The holes run deeper. Macron’s insistence on “firmly and fairly” faces its own hypocrisy. In the Alsace-Moselle region, the French government funds Catholic and Protestant religious education, an anomaly left from the German occupation of France which remains unrectified by the French government and in contradiction of the 1905 law (Article 2). Robed clergymen are authorized to enter public schools if private counseling is requested by parents or students, despite their religious dress. On a most basic level, the French government nationally observes the religious holidays of Christmas, Easter Monday, Ascension Day, Whit Monday, Assumption Day, and All Saints’ Day. This doesn’t reflect the rigidly secular, egalitarian state described by Macron.
As Mayali sees it, “It’s not troubling the public order. Why is it [treated] so? Because wearing a veil is viewed as an act of aggression against the state. When you think about it, it’s almost ridiculous because [veiling] doesn’t threaten anyone. It’s a question of private choices. But for the French State, it isn’t.” The global rise of right-wing extremism is no secret. If and when this policy passes, however, the State attains an unprecedented benchmark of intolerance in the name of an equal society.

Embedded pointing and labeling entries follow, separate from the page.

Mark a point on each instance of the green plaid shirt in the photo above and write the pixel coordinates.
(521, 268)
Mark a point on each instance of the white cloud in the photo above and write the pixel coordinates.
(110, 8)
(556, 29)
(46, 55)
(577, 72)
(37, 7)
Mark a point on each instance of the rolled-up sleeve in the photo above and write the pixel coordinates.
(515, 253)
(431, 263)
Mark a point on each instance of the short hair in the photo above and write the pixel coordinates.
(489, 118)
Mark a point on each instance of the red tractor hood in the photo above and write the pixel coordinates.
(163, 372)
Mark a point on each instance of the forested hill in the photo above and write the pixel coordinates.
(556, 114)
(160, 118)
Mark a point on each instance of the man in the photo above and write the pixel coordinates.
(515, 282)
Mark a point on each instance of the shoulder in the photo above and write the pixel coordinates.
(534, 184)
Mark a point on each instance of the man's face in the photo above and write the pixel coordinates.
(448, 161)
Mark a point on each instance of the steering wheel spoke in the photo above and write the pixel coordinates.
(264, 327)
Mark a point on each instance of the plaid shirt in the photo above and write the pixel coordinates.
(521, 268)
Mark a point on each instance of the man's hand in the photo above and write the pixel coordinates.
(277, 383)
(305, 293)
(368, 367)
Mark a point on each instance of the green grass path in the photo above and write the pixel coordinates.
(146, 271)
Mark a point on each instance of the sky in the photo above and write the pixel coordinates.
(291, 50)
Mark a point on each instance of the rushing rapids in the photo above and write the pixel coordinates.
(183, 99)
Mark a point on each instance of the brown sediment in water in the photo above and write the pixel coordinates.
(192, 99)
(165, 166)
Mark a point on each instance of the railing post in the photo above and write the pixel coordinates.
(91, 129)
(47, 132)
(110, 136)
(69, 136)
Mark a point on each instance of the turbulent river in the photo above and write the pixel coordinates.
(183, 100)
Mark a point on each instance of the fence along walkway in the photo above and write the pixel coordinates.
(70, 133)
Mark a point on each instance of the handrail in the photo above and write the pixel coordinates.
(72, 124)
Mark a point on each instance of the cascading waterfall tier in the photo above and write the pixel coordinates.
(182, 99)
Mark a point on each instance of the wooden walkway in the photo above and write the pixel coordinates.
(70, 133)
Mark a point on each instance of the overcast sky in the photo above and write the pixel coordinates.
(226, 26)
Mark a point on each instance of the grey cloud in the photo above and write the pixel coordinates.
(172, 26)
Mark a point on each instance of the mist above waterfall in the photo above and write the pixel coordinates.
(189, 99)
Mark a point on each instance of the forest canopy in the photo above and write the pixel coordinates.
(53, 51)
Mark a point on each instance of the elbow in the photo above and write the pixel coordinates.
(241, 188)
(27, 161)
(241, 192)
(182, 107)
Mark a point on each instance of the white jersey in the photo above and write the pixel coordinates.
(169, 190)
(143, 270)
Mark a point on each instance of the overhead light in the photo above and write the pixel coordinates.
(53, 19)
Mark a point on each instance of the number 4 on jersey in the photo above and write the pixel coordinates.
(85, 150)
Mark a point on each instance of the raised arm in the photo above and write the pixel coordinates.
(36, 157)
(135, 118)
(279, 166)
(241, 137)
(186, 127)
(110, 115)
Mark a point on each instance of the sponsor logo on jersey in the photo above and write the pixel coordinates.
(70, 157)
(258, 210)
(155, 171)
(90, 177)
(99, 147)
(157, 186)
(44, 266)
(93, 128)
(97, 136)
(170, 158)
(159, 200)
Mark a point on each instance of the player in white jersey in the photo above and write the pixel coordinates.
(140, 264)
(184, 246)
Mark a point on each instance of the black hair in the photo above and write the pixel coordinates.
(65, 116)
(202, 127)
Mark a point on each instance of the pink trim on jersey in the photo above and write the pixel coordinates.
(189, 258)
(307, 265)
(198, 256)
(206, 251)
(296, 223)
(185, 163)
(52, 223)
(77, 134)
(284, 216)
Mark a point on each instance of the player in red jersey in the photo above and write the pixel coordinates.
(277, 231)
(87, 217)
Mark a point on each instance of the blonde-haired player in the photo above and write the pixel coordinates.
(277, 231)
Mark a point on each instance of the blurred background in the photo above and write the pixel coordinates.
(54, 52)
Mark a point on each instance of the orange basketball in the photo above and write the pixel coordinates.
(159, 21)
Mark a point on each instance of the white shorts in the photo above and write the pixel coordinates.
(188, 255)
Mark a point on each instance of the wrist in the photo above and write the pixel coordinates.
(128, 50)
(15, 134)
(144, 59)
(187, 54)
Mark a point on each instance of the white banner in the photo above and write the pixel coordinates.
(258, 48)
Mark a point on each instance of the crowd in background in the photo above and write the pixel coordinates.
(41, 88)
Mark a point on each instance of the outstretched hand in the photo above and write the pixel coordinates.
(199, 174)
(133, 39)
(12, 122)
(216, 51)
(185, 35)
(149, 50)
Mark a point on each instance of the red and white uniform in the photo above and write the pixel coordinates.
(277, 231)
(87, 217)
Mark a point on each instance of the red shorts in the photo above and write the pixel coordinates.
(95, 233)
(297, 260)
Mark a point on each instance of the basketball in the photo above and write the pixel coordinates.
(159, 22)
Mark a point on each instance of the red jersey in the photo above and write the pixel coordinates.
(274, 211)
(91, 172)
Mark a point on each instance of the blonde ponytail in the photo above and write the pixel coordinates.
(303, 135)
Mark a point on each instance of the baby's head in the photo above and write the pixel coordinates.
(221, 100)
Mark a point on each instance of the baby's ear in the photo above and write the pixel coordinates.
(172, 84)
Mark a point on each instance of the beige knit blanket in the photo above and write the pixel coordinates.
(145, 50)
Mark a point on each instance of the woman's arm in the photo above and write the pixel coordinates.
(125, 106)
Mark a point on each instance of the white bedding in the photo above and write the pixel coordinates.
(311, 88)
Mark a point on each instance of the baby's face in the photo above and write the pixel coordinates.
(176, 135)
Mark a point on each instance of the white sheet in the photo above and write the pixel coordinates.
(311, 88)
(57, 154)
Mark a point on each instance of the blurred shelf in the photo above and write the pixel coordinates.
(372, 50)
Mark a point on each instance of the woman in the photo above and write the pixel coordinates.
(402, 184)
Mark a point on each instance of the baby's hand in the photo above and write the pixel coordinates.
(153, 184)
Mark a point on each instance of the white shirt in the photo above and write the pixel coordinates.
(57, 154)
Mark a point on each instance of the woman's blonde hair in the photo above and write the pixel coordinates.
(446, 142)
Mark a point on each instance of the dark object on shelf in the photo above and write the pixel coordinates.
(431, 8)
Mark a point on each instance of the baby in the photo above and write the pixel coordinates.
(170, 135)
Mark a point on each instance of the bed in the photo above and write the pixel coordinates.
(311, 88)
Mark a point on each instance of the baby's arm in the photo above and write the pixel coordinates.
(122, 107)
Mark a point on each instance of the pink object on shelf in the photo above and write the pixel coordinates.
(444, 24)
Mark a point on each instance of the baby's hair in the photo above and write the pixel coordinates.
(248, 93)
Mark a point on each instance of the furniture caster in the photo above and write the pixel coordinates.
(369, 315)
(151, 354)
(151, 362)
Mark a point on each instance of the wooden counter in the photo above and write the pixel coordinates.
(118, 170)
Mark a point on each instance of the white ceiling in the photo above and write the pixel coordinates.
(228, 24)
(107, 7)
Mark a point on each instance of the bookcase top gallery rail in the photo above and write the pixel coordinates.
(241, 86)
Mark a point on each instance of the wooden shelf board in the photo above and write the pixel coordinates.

In 1945, social theorist Karl Popper presented the paradox of tolerance. In his words, “if we are not prepared to defend a tolerant society against the onslaught of the intolerant, then the tolerant will be destroyed, and tolerance with them.” A society of tolerance, which respects its citizens’ right to spirituality and liberty, cannot simultaneously exclude citizens from civil participation based on their personal religious practice. Disparities in tolerance of religious beliefs by the state, when put into policy, become intolerance, and an intolerant society cannot hope to promise equality of civil participation and of personal liberty to its people.
Under the guise of old philosophy, wealthy Western nations continue to push legislation harming minority populations, and hateful rhetoric grows ever bolder. In the meantime, hundreds more students like Nadia are faced with a choice: forgo the practice of their beliefs, or be stripped of educational opportunity. Assimilation or ostracization. Soon, with loi n° 2167, they may not get a choice at all.